The Art of the Cold Call

Maximize the chance that someone will take your call.
Maximize the chance that someone will take your call.

Who knew how often lawyers and support staff would have to make cold calls? No one told me about any of this in law school, but before I was even out I was desperately dialing all sorts of people in the hope that they would feed me information. As a law clerk, I had to ferret out information from government agencies about various sorts of activities. As a first-year associate, I was doing the same. As time went on, I had to persuade complete strangers to speak to me for all sorts of reasons, and often, they were disinclined. I needed them far more than they needed me.  I still found ways to get past call-screening secretaries and straight-to-voicemail buttons.

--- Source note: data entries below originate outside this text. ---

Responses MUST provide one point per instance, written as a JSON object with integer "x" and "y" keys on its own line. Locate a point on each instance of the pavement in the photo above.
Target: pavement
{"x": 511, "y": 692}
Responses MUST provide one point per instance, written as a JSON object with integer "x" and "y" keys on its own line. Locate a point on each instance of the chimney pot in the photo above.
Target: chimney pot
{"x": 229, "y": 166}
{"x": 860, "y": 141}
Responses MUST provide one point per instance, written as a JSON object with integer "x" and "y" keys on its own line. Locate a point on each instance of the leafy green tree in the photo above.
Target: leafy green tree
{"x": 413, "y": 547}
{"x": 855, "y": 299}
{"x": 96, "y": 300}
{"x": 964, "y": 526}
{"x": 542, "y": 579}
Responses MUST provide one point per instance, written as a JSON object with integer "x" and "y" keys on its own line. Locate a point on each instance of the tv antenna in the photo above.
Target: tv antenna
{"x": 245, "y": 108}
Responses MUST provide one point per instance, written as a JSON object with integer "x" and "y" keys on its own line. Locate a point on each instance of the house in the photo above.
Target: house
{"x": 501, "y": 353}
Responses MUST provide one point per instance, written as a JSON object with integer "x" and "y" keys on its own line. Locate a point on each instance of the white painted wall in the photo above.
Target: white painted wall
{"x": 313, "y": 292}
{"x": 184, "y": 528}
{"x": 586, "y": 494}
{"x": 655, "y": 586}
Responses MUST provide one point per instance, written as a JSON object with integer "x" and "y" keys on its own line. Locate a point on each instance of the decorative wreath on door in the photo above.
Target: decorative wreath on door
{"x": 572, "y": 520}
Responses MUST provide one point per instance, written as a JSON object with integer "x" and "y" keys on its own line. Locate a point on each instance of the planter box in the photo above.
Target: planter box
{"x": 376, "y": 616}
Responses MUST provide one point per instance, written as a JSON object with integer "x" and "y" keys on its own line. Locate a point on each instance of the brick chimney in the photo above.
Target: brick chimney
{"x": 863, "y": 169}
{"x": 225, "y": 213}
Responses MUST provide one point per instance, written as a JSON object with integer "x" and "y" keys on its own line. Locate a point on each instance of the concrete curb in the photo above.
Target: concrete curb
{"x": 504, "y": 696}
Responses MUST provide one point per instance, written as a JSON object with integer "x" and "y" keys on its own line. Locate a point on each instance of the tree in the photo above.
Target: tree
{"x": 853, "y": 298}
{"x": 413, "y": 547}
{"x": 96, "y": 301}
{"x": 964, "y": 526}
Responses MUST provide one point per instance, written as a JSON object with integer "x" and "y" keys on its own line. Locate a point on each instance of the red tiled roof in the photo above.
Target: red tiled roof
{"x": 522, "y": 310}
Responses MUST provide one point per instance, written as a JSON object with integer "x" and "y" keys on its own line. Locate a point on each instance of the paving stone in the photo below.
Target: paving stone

How to get over your self-doubt and make that call effectively.

How to get over your self-doubt and make that call effectively.

Here’s what I’ve learned from logging thousands of hours on telephones over the years:

  1. The first call every day is the hardest. I’ve been doing this for years. I still have to talk myself into the first one.
  2. Reward yourself. Make 10 calls and then surf the Internet, get a latté, thumb through a catalogue. In a morning full of rejections, someone’s got to reward you. Often, that will be you.
  3. Forget Monday mornings unless you deliberately just want to leave messages. Everyone’s too busy on Monday mornings. Call at another time if you actually hope to get ahold of your target.
  4. Flattery gets you everywhere. Try to come up with some sort of link to persuade someone to pick up that extension. Mention how impressive someone’s recent presentation was, or how nice a writeup she got in the law journal, or how you appreciate the camaraderie of fellow law school alumni—or college—or high school—or sports club—or whatever.
  5. Use your sexy voice. Really, you’d think that we as a society have passed this. We haven’t. Sugar sells. Smiling sells.  If I’m leaving a voicemail message, I’m practically purring. Sure, sometimes I’m not in the mood to sweet-talk a stranger, and I leave messages using my regular voice. Those messages dripping in honey are the ones that seem to be returned the most. Try it. At the very least, you’ll get some greater practice for your personal life.

Pitching can be painful. Or you can find ways to make it fun. If you’re working in the legal field, you’re going to be cold calling more than you probably thought that you would. Press on.